Bishop Alfred A. Owens Jr. will be installed leader of Mount Calvary Holy Churches of America during the denomination’s 80th convocation being held this week in the nation’s capital.
Owens, who with his wife, Susie, pastor 8,000-member Greater Mount Calvary Holy Church in Washington, D.C., was appointed presiding prelate of the denomination last year and will be consecrated to his new post on Thursday.
He succeeds Bishop Harold I. Williams, who stepped down last year after leading the organization since 1972. Williams, who selected Owens to succeed him, now serves as presiding prelate emeritus.
“My vision for the future of Mount Calvary is to see it grow and develop into a unified body that continues to reach the lost, that continues to be on the cutting edge of social issues, that continues to feed the hungry,” Owens told Charisma. “Not just a Pentecostal church that reaches the four walls of the church but … that reaches into the community as well.”

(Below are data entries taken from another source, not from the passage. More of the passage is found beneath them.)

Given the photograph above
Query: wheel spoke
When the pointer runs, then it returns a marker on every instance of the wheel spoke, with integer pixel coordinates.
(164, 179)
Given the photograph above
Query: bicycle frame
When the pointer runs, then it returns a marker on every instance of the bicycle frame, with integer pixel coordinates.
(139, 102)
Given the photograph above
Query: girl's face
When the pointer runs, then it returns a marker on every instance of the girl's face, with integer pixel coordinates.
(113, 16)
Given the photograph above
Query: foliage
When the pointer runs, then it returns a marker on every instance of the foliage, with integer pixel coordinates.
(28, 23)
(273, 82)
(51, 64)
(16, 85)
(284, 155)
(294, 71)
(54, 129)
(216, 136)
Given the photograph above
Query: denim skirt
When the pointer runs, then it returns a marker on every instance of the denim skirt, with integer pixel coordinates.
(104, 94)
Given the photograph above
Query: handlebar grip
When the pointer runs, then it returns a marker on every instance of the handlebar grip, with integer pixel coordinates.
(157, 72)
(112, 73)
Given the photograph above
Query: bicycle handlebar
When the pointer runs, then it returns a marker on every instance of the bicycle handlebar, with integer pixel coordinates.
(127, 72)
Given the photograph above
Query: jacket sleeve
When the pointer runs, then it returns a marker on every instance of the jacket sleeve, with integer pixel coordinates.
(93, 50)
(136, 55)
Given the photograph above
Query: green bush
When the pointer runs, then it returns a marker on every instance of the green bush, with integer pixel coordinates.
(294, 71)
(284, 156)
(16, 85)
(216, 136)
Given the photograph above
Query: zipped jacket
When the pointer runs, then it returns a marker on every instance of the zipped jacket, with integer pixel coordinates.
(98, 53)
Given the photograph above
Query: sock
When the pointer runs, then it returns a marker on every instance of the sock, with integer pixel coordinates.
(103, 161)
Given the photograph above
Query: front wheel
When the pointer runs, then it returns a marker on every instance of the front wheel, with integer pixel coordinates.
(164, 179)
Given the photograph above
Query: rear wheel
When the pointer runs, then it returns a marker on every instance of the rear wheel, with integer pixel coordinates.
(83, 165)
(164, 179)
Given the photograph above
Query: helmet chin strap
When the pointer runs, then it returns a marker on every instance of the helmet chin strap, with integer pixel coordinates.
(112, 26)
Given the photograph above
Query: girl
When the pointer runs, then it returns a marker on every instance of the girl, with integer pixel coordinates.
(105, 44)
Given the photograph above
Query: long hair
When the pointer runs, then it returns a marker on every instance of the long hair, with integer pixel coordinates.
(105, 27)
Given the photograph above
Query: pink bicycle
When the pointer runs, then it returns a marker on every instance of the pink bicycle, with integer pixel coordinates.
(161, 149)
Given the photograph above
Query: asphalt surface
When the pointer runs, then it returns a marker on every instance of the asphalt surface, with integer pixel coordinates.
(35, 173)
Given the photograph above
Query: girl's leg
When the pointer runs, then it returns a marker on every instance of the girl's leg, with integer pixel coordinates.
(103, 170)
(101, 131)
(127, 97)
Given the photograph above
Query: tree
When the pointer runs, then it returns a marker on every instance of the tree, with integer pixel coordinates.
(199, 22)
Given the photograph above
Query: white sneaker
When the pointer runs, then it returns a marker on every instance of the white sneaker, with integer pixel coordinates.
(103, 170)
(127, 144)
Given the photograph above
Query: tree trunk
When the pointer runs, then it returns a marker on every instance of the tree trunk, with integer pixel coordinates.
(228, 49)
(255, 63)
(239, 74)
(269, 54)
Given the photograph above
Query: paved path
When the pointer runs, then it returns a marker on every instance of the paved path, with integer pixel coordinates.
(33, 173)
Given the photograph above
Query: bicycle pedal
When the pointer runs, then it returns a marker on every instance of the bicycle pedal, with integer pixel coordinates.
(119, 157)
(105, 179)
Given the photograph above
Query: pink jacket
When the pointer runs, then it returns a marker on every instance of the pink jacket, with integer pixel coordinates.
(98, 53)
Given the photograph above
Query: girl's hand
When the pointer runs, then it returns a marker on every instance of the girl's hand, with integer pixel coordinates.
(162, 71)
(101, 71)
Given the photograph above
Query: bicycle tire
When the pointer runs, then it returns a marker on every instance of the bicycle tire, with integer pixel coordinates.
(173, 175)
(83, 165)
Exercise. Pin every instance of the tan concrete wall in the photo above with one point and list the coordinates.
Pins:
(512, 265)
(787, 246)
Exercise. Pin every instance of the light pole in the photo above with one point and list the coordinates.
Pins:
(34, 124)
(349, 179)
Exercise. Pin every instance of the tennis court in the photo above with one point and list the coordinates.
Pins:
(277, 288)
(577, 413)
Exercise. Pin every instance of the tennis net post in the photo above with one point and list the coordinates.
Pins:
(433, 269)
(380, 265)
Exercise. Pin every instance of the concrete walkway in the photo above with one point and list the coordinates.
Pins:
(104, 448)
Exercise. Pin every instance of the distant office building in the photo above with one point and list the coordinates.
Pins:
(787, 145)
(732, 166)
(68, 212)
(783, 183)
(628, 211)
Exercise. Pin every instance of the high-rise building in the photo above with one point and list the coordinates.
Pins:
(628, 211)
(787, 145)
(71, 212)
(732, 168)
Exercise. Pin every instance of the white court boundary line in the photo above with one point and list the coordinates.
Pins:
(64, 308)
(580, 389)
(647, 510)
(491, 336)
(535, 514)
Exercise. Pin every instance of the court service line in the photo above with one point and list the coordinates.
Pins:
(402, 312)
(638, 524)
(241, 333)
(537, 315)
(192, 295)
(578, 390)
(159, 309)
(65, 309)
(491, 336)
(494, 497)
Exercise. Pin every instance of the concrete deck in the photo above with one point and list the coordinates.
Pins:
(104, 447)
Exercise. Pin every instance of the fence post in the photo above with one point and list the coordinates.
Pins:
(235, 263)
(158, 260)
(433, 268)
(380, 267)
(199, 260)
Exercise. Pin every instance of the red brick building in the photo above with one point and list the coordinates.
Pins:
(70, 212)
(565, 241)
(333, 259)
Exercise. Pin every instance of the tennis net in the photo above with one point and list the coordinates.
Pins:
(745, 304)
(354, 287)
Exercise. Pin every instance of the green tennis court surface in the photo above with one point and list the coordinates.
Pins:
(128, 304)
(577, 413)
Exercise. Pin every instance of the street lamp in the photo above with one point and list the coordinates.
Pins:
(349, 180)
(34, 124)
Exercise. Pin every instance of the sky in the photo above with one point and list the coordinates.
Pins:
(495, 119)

Owens’ congregation is one of the largest in the denomination, which includes 80 churches in the U.S. and 15 abroad. Gospel artist Shirley Caesar, who is married to Williams, is also a pastor within the church.
During the denomination’s 2008 convocation, Owens said returning to the foundation of Pentecostalism—including an emphasis on evangelism, holiness and the baptism in the Holy Spirit—are the keys to church growth.
“The Lord added to the church just by the preaching of the Word,” he said. “Preachers, get back to preaching. And we’ve got to preach the message [that] it’s holiness or hell. That’s how I got saved. I didn’t get saved under no prosperity and name-it-and-claim-it [preaching]. I got saved under the wages of sin is death, but the gift of God is eternal life.”
(See clip of Owens’ sermon below.)
Mount Calvary was incorporated as a denomination in 1929 by Bishop Brumfield Johnson, who left the United Holy Church of America because of its acceptance of female bishops. Mount Calvary permitted women to serve as pastors from its inception and began ordaining women as bishops in 1991.
Before being named presiding bishop, Owens had served as vice bishop of the church since 2001. He is also dean of the Joint College of African-American Pentecostal Bishops, an organization unaffiliated with the denomination that offers training to newly appointed Pentecostal bishops in both ministry and healthy family development.
Bishop J. Delano Ellis, president of the Joint College, will oversee the consecration service Thursday with Williams. Bishop T.D. Jakes of The Potter’s House in Dallas and Bishop Kenneth Ulmer of Faithful Central Bible Church in Los Angels also will participate in the convocation, which begins Tuesday.